Zumper’s latest rent report puts the median monthly rent for a one-bedroom unit in San Francisco at $3,270 — still the most expensive in the nation but down 1.2 percent from February and 8.9 percent year over year. Oakland saw even bigger declines, with the median $2,000 monthly unit renting for 5.2 percent less than it did last month and 11.1 percent less than in March 2016.
Rents are also softening in Silicon Valley, though not quite as dramatically. At $2,180, San Jose is the country’s fourth most expensive rental market, with prices down 2.7 percent moth over month and 3.1 percent year over year.
IS SILICON VALLEY’S ECONOMIC FOUNDATION SHOWING CRACKS?
Although Silicon Valley’s economy continues to lead the U.S. for innovation jobs, high housing prices and rents and crippling freeway congestion pose challenges for the region’s economy moving forward.
The Mercury News reports that Silicon Valley grew innovation jobs by 8 percent in 2016, the highest rate in the nation.
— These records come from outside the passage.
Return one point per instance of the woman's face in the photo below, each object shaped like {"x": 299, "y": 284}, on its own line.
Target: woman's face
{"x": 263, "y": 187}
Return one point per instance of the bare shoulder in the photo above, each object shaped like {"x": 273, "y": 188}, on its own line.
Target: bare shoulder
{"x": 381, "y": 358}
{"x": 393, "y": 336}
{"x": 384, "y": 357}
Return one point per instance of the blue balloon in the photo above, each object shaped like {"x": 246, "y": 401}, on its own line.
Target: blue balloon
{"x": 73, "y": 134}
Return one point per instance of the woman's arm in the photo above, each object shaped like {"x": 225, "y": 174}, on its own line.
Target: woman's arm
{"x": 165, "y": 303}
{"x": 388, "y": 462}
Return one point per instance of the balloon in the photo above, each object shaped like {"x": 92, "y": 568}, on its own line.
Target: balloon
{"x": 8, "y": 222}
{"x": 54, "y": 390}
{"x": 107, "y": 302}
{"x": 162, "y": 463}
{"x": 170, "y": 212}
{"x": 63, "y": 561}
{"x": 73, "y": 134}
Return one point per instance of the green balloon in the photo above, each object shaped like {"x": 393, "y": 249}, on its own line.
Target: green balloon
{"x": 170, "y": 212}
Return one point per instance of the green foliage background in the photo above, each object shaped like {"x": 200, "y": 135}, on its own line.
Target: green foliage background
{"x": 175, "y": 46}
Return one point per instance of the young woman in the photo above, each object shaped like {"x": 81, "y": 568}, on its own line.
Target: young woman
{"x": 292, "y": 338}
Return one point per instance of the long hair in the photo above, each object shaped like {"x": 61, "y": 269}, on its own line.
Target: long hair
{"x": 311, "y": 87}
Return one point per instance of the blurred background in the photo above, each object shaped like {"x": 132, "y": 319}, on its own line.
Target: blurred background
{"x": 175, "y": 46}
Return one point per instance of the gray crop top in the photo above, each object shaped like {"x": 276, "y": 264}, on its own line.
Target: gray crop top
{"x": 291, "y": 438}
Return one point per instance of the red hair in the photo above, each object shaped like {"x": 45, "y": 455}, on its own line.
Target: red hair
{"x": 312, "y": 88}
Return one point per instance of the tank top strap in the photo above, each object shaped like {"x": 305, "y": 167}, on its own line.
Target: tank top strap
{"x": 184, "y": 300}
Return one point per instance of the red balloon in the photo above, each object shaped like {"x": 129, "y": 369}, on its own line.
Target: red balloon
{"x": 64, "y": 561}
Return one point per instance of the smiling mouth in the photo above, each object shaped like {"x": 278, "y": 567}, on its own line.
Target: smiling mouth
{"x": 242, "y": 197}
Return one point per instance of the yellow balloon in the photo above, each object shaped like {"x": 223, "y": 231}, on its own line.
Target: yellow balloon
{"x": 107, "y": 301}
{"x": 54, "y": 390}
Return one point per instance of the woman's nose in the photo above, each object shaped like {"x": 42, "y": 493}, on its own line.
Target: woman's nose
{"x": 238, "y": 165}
The region has a total of about 479,000 innovation jobs, ranking it No. 3 in the U.S. behind the much larger Southern California and New York metropolitan areas.
But worsening traffic means that it is taking those Silicon Valley workers 15 percent longer — an average of 70 minutes per day — to get to and from those jobs than it did seven years ago. And of course, the region’s well-documented housing shortage could restrict the number of employees who can afford to live in Silicon Valley. Since 2010, the region’s population has grown by 6 percent while new housing units increased by 2.6 percent.